Empty Houses, Bad Car Loans, Plummeting Stocks and Some Good Old-fashioned Advice

Stocks had their worst day Tuesday (with the Dow Jones Industrials shedding 2.9%) since February 2007. The Dow is down almost eight percent so far this year. And considering we are only 38 days into the year, 2008 is looking like the financial year many investors and business people hoped would never happen.

The bear has not been pleasant so far in 2008. And two things surprise me about that: first off, talk of recession is everywhere. Hence, if we are going to have one, it will be the most well publicized recession that I remember, contrary to most recessions that just sneak up on investors.

Secondly, I see the Fed more in a panic than I see investors. Our phones are not ringing off the hook with worried investors. As for the stockbrokers, they tell me the clients were calling more in January than they are now. Are investors just accepting falling stock prices and just waiting to ride it out? That’s what I see.

But there must always be a scapegoat for the classic bear market for Wall Street to hang their coat on. On Tuesday, it was easy to blame the unexpected slump on the U.S. service industry. The Institute of Supply Management business activity index for the service industry fell dramatically to give a reading of 41.9 — anything below 50 is considered economic contraction. This is the first time in five years that the index has fallen below 50.


The next big problem in the housing market? Empty homes. According to a recent report from the U.S. Census Bureau, almost three percent of all homes for sale are sitting empty. This is the highest level of empty homes since the Bureau started keeping statistics in the mid-1960s.

Car loans are the next type of loans you can expect consumers to start defaulting on. GMAC came out this week and said that it had a loss of seven hundred and twenty-four million dollars in the fourth quarter. If you can’t pay your mortgage, paying auto loans could be just as difficult.

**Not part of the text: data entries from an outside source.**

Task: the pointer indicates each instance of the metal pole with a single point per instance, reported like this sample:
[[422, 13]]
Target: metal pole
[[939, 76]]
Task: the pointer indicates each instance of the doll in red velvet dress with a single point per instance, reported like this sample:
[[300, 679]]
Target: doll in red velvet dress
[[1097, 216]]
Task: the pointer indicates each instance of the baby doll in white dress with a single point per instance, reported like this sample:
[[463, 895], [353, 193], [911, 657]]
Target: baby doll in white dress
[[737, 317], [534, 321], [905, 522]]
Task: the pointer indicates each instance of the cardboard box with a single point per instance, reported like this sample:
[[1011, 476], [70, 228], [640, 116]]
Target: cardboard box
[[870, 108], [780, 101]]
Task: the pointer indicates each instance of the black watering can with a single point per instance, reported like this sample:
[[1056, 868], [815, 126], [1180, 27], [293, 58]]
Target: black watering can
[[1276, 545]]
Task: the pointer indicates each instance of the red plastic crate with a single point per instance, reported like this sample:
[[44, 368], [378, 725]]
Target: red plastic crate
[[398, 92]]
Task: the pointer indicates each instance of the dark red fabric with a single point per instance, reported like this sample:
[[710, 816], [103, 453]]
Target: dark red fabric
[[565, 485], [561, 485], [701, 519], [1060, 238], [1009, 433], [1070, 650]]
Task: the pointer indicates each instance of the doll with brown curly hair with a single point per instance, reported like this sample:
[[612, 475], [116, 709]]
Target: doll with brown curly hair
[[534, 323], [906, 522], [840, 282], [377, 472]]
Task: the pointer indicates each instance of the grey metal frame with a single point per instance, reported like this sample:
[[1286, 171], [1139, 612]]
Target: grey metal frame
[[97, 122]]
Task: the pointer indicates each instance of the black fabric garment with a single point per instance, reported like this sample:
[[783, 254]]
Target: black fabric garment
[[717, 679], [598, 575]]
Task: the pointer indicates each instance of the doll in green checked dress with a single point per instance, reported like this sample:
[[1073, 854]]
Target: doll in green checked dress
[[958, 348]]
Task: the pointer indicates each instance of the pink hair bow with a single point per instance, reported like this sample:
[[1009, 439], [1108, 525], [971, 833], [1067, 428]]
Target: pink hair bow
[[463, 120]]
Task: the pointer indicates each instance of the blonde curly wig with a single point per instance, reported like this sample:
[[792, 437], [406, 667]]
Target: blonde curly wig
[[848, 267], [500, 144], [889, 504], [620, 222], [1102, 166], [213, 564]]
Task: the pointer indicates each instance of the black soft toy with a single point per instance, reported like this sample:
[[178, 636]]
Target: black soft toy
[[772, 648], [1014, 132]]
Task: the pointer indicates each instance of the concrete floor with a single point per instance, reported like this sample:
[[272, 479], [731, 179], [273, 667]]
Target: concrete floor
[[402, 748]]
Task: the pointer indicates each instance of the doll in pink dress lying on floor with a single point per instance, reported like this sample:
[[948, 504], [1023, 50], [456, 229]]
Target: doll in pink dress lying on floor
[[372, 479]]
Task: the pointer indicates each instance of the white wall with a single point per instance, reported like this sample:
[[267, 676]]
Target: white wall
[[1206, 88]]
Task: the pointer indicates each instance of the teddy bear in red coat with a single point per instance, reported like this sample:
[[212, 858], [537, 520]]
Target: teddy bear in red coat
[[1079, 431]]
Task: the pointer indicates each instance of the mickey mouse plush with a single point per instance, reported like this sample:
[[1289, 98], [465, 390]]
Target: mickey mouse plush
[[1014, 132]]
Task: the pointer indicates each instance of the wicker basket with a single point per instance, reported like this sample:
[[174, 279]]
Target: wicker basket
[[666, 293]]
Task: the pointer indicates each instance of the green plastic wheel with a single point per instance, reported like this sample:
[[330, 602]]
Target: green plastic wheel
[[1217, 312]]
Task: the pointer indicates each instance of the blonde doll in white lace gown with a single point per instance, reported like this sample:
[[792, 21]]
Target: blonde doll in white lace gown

My best advice, or should I say opinion: cash, gold stocks and special situation small-cap stocks. Common sense dictates that economic booms (like we had) are followed by economic contractions (like we are facing now). Opportunity is presented during bad economic times, as stock prices decline eventually, presenting good bargains. As the market falls, not only are big-cap stocks affected, but so are the prices of special situation small-cap stocks — making the right ones even better bargains.